# RAG for Codebases Is Harder Than It Looks

> Source: <https://dev.to/mahima_thacker/rag-for-codebases-is-harder-than-it-looks-1nhg>
> Published: 2026-05-27 13:20:36+00:00

Building RepoChat, an AI tool that explains GitHub repos

I built a small AI tool called RepoChat.

The idea is simple:

Paste a GitHub repo. Ask questions. Get answers from the codebase.

Something like:

What does this project do?

How is the backend structured?

Where is authentication handled?

How do I run this locally?

Which files should I read first?

I did not want to build another chatbot. I wanted to build something useful for developers.

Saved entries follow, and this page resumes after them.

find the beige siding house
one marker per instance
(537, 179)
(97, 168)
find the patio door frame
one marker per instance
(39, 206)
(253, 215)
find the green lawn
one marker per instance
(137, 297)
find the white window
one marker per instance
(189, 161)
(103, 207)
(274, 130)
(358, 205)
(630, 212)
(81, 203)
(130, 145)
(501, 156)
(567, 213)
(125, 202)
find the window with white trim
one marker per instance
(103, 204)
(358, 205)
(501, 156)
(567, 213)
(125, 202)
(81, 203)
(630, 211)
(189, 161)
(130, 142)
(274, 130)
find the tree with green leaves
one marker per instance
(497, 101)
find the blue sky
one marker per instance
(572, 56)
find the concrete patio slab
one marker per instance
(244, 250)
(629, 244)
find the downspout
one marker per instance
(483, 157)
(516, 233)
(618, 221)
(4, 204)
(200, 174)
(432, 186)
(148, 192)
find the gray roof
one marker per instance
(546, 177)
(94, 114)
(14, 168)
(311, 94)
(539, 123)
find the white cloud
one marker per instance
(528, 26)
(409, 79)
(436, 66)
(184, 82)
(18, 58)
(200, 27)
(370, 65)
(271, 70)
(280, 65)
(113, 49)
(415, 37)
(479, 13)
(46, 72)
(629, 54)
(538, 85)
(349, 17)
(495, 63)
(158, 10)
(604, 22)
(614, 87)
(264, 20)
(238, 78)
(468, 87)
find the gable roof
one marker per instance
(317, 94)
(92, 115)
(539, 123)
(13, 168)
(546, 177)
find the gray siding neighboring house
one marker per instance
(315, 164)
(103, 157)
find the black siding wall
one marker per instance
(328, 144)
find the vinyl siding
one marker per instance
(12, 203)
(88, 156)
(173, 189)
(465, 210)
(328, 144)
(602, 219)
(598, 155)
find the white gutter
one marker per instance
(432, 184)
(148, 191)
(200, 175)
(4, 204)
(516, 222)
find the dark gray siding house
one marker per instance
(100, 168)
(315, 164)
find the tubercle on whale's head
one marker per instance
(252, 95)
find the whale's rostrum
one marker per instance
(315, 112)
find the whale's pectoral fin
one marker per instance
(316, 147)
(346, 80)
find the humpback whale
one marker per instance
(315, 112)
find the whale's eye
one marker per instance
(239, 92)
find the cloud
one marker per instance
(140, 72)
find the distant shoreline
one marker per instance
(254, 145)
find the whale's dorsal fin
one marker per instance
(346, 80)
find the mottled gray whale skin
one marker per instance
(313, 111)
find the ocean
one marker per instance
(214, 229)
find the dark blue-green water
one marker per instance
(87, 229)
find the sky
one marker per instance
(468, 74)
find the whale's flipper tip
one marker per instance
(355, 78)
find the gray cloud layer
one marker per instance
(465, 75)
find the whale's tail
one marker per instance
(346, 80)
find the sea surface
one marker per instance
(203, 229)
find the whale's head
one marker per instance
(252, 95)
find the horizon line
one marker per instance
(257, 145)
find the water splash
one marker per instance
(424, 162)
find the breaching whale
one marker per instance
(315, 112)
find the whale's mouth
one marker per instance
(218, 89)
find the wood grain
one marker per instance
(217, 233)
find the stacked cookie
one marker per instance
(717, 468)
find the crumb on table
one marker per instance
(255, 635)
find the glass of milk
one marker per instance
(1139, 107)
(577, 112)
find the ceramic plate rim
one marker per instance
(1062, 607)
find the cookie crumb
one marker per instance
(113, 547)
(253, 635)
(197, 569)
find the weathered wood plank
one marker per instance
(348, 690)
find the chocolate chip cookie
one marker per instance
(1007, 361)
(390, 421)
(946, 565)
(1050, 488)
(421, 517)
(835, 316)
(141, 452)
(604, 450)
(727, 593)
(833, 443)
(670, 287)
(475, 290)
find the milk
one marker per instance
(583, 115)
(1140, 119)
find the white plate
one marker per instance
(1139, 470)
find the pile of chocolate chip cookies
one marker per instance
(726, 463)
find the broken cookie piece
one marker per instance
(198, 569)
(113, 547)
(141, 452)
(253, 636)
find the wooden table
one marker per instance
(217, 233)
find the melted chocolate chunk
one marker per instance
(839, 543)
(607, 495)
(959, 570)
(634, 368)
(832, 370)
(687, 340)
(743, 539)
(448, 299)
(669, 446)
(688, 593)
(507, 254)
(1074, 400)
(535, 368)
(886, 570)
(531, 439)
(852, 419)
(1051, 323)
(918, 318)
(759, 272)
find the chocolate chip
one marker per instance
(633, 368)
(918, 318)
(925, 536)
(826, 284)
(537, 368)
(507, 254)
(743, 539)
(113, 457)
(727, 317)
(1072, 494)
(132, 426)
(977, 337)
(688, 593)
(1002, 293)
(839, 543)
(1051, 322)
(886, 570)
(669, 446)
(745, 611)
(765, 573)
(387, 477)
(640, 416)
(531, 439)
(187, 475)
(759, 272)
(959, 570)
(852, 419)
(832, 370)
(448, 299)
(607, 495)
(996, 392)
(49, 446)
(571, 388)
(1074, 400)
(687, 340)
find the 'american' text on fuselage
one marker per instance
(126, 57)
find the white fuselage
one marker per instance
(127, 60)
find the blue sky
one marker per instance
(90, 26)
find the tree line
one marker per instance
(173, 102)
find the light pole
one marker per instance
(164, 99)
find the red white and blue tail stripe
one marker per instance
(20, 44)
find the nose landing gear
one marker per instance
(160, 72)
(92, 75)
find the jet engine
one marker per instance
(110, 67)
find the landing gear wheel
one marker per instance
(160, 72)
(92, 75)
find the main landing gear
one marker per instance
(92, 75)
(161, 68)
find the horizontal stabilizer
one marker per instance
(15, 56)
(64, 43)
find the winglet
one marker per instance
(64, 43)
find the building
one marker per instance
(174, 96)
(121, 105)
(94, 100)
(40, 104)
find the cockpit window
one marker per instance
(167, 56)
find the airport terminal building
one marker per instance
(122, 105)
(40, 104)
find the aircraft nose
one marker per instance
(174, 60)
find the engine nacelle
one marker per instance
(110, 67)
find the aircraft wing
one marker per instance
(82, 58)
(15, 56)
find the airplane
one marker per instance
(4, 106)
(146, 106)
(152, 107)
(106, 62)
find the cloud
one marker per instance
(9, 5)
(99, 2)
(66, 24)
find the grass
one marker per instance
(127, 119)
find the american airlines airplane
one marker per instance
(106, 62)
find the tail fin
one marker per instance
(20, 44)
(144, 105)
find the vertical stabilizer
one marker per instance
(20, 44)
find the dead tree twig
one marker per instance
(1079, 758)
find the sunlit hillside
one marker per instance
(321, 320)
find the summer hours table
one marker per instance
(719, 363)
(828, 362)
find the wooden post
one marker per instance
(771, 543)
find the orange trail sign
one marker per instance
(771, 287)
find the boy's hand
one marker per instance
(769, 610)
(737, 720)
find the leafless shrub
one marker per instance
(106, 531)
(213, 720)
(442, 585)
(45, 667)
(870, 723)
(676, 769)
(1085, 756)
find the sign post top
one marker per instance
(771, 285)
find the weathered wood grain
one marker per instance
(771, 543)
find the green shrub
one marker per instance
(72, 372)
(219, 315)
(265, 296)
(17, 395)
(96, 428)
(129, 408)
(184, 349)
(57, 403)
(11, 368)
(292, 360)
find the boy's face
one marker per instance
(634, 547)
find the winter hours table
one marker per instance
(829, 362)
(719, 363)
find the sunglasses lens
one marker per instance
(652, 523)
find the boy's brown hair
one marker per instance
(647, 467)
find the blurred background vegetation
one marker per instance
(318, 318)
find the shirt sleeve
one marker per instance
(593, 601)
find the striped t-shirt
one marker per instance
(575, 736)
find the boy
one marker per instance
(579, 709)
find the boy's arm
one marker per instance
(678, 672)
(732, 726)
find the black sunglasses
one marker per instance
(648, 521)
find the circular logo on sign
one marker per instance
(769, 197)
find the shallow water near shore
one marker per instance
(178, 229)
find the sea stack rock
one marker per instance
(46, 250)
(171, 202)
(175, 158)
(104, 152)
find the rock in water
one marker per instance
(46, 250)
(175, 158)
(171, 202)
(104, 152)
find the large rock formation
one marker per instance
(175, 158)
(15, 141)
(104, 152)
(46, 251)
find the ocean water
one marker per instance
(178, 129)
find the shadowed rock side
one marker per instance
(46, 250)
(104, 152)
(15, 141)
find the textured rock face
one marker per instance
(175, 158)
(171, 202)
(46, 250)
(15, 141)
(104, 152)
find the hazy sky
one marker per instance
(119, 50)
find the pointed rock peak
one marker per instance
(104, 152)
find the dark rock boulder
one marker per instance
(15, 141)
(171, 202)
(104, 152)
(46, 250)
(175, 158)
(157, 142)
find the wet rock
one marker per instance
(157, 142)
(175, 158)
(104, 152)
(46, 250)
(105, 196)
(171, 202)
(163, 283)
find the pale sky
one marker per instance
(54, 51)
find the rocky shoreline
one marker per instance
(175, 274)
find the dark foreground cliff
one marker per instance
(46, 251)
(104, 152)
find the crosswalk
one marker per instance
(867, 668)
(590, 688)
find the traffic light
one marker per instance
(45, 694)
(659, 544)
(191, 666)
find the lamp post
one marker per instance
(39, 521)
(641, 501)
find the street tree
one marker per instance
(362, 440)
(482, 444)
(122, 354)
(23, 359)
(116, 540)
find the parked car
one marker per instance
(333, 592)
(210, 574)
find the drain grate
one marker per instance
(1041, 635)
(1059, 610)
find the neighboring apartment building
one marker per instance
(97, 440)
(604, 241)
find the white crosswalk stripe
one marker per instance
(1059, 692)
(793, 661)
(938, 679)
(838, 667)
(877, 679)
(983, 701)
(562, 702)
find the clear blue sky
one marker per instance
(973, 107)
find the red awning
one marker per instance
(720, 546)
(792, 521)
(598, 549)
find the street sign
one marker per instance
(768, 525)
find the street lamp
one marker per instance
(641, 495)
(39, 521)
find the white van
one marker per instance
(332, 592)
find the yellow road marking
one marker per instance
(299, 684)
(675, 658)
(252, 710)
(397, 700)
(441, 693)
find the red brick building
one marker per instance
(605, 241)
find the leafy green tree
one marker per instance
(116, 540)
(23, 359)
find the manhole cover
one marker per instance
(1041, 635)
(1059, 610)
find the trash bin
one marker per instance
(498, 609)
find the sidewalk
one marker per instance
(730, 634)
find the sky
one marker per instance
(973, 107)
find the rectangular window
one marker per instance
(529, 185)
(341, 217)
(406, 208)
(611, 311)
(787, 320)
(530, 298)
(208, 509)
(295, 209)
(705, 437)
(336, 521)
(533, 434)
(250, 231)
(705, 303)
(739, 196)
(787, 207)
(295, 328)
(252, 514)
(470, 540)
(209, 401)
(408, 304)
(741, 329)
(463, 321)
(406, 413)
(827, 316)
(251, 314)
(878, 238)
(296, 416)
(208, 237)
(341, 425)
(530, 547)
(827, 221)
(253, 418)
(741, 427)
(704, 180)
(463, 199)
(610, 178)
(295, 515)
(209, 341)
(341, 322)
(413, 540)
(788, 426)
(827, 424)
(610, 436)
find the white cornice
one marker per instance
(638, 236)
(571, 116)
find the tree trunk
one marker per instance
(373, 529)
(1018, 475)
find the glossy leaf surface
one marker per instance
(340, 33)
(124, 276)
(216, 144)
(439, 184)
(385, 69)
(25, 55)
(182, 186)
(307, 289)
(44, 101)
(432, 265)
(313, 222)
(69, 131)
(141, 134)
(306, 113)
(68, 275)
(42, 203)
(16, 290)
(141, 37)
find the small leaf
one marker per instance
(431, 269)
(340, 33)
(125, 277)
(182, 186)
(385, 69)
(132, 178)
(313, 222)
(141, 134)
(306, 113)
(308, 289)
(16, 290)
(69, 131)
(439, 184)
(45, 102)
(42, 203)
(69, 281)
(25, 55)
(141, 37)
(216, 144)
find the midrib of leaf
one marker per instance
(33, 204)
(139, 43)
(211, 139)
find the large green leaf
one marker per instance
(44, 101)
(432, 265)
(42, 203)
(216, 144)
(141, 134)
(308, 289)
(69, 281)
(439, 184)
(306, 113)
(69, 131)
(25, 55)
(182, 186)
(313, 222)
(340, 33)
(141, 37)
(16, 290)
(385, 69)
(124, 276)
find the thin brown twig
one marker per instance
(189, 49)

Because every developer has faced this problem:

You open a new repo.

There are 50 files.

The README is either missing, outdated, or too high-level.

You don’t know where to start.

So I wanted to see if RAG could help make codebase onboarding faster.

RepoChat takes a GitHub repository and turns it into something you can ask questions about.

The first version is intentionally small.

It has two main flows.

Indexing happens once for a repo:

Querying happens every time someone asks a question:

question

This split helped me think about the system more clearly.

The indexing pipeline prepares the repo.

The query pipeline uses that indexed repo to answer questions.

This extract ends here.